Fig. 6. Formation of the spermatogonial stem cell pool.

a Violin plots showing the relative expression levels (log(TPM/10 + 1)) of the identified marker genes of mitotic arrest PGCs, ProSPG and SPG. b Immunofluorescence of ZXDC co-stained with ZBTB16 in PND3 mouse testis. Scale bar, 10 μm. c Immunofluorescence of KRT18 co-stained with DDX4 in E18.5 mouse testis. Scale bar, 10 μm. d Immunofluorescence of TIE1 co-stained with DDX4 in E18.5 mouse testis. Scale bar, 10 μm. e Immunofluorescence of HHEX co-stained with ZBTB16 in PND5 mouse testis. Scale bar, 10 μm. Arrowheads indicate the HHEX⁺ SPG. f Immunofluorescence of NEFM co-stained with DDX4 in PND5 mouse testis. Scale bar, 10 μm. g Schematic showing the workflow of gene knockdown in mSSCs. h Representative cell morphology of Hhex-knockdown mSSCs compared to control mSSCs transduced with non-targeting shRNA (shNC). Scale bar, 200 μm. i Proliferation of mSSCs upon Hhex knockdown. Data are shown as the mean ± SEM, n = at least 3 biologically independent samples for each group. j Heatmap showing the hierarchically clustered Pearson’s correlation coefficient among different samples based on global gene-expression profiling in bulk cell populations. k Volcano plots showing DEGs (performed by DESeq2 with likelihood ratio test) between the cells transfected with non-targeting shRNA or with shRNAs against Hhex. The number of DEGs (|log₂(fold change)|) ≥ 0.5, q-value < 0.05) are shown above the plots. l Representative GO terms of DEGs in Hhex-knockdown mSSCs. m Cell death of Hhex-knockdown mSSCs. Quantitative data are shown as the mean ± SEM to the right, n = 2, * P < 0.05, ** P < 0.01, sh-NC vs. sh-Hhex-1 (P = 0.0074), sh-NC vs. sh-Hhex-2 (P = 0.0109), unpaired two-tailed t test.

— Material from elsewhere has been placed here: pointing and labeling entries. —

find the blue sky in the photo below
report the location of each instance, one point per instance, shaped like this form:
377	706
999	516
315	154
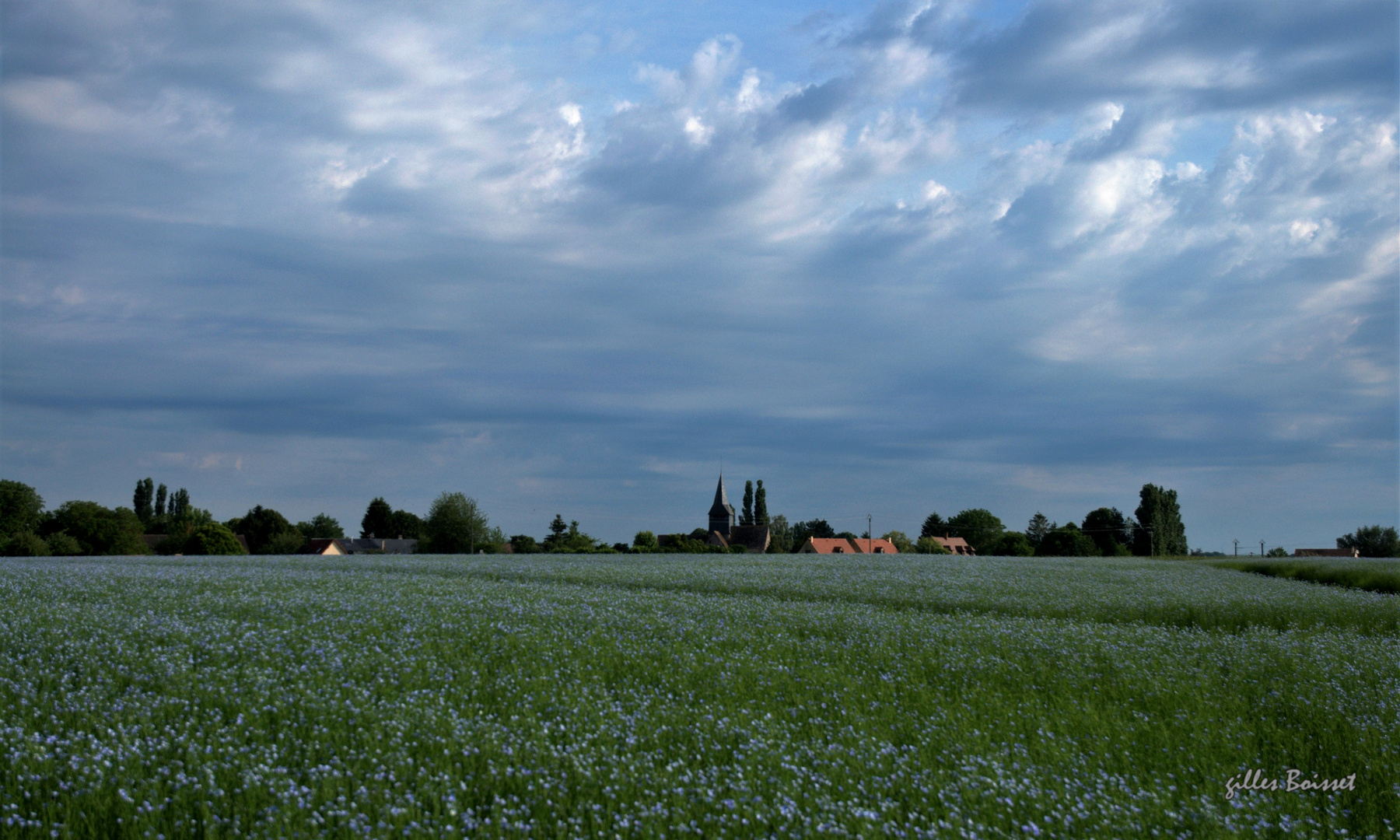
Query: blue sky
889	258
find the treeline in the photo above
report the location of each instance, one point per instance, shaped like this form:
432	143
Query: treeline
454	525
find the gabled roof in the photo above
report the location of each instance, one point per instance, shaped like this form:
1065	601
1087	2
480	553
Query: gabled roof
822	545
721	506
873	546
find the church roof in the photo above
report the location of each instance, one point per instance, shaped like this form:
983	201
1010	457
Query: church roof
721	506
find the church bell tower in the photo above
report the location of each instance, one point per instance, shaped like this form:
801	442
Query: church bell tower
721	513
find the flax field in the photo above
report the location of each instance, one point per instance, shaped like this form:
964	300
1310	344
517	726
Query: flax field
689	696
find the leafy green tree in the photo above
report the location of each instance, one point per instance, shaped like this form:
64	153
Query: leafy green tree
98	530
976	525
558	531
142	500
780	534
1160	530
1067	541
321	527
812	528
455	525
213	538
1013	544
180	504
933	525
21	509
24	545
405	525
1372	541
902	544
1039	527
929	545
269	532
377	520
1109	530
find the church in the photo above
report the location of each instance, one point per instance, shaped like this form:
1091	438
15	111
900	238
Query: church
724	532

Fig. 7. Interspecies comparison of male germ cell development between human and mouse.

a PCA plots of four phases of mouse male PGCs and three phases of human male PGCs. Cells are colored based on the cell types are shown. b PCA plots of four phases of mouse male PGCs and three phases of human male PGCs. Cells are colored based on the sampled time-points shown. c Pie chart showing the distribution of human-mouse orthologous- and non-orthologous genes in the transcription profiles of mouse male PGCs and human male PGCs. The distribution of stage-by-stage matched and mismatched DEGs are also shown. d Intersection between DEGs and active regulators inferred by SCENIC in mouse male PGCs and human male PGCs. e Inferred regulatory networks of representative regulators in mouse male PGCs (Top) and human male PGCs (Bottom) are shown. Nodes labeled by yellow indicate the human-mouse highly conserved DEGs (common & stage-by-stage matched regulators). f PCA plots of five phases of mouse male ProSPG and SPG and three phases of adult human male SPG. Cells are colored based on the cell types are shown. g PCA plots of five phases of mouse male ProSPG and SPG and three phases of human adult male SPG. Cells are colored based on the sampled time-points. h Venn diagram showing the distribution of human-mouse orthologous- and non-orthologous genes in the transcription profiles of mouse male ProSPG and SPG and adult human male SPG. i 28 stage-by-stage matched regulators among 1,373 shared DEGs are shown. j Intersection between mouse mitotic to mitotic arrest transition-related genes (Fig. 3e) and male infertility-, nonobstructive azoospermia-, and testicular germ cell tumor-related genes. k The cell stages determined by scRNA-seq during mouse male germ cell development are shown in different colors. Genes conserved in humans and mice are bolded and underlined.